Monday, Dec. 09, 1935
End of Pain
Last week virtually every man, woman & child in the civilized world had reason to hail Dr. Leroy Leo Hartman of Columbia University with profound, personal gratitude as an authentic Hero of Science. What hundreds of researchers had worked toward since dentistry began, what millions of dentists and their patients had ardently desired, Dr. Hartman had achieved. After 20 years of experiment he had destroyed the threat of the world's most dreaded torture instrument, the dentist's drill, made painless dentistry at last a fact.

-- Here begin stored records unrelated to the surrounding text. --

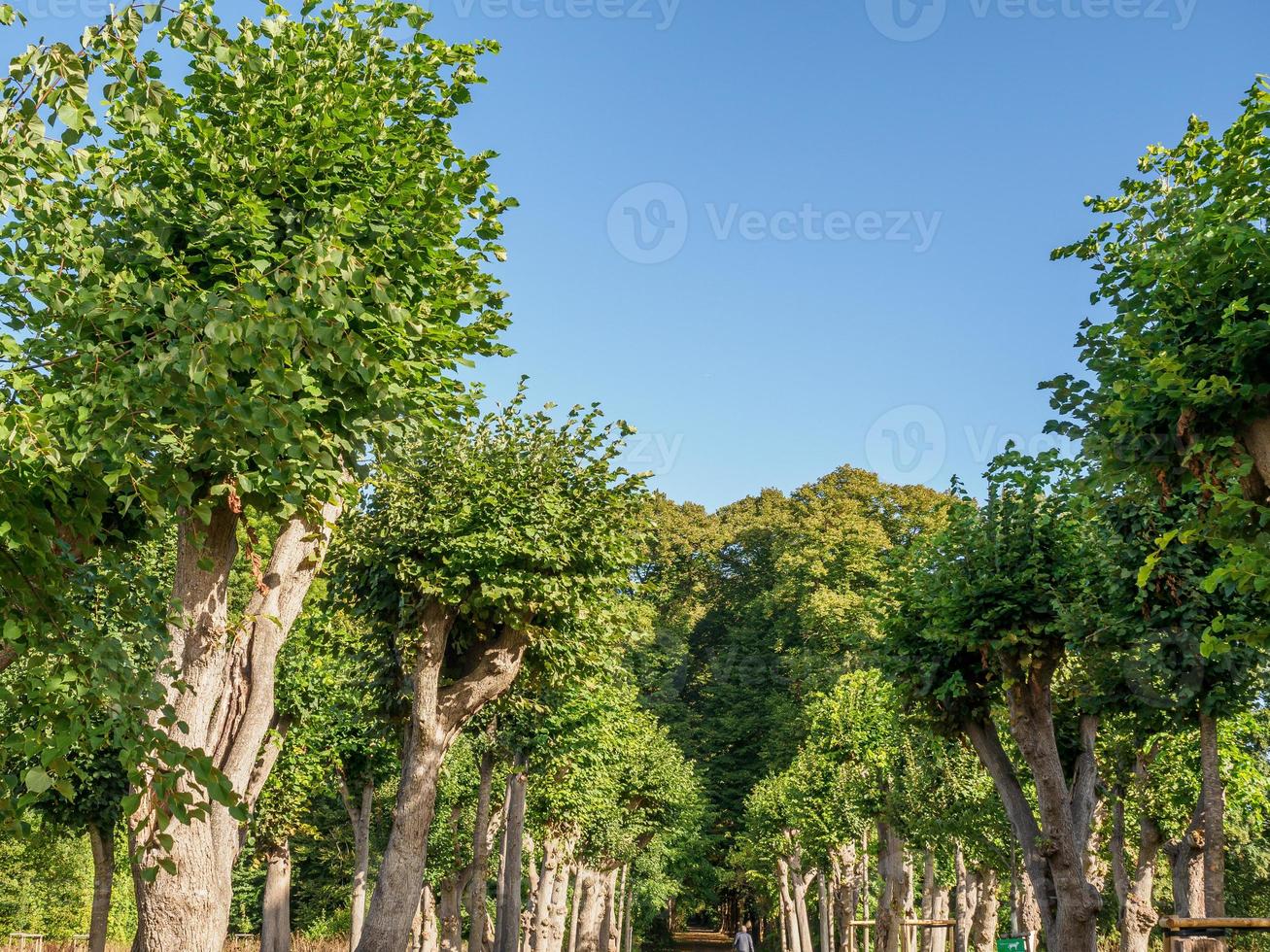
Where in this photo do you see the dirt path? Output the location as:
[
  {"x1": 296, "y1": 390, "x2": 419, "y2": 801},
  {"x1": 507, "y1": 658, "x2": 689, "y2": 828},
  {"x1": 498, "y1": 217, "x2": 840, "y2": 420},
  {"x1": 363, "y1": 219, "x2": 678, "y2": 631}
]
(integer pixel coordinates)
[{"x1": 674, "y1": 931, "x2": 732, "y2": 952}]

Handsome, amiable, deep-voiced Hero Hartman was born in Victoria, B. C. in, 1893, graduated from Northwestern University Dental School at 20, practiced in Seattle, went to France with the A.E.F., is now head of the Department of Operative Dentistry in Columbia's School of Dental & Oral Surgery. For 18 years of his battle against pain he experimented along the conventional, unsatisfactory lines of blocking tooth nerves or deadening them by narcotic injections. Two years ago he discovered a new substance in dentine, the bonelike matter underlying tooth enamel. Working on a new theory of pain, he developed a chemical which is spread on the surface of the tooth, painlessly destroys all capacity for pain within 60 to 90 seconds. Dr. Hartman has tested his "desensitizer" on some 500 cases in his school's clinic, succeeded where the best previous methods had left the patient to suffer excruciating pain. Unlike novocain and other anesthetics, the new substance produces no aftereffects, leaves tooth pulp normal and healthy. "It is so simple to use," declared Dr. Hartman, "that the patient is not aware of its application. . . ."
Patent rights to the "desensitizer" have been assigned to Columbia which will, Dr. Hartman promised, soon make the stuff available for general use, protect the public from exploitation.* Because patent negotiations had not yet been completed, Dr. Hartman was unwilling last week to disclose the composition and rationale of his beneficent substance. Eagerly awaiting details, grateful spokesmen for New York City's 3,000 organized dentists cried: "We hail Dr. Hartman's discovery as a miraculous advance. . . ."
*A large academic question is whether universities should thus capitalize their researchers' discoveries. Last fortnight University of Pennsylvania revealed that it had lost its cancer research department because trustees refused a request of Irenee du Pont, who had supported the department since its founding, that discoveries be patented, profits used to reward discoverers and finance further research.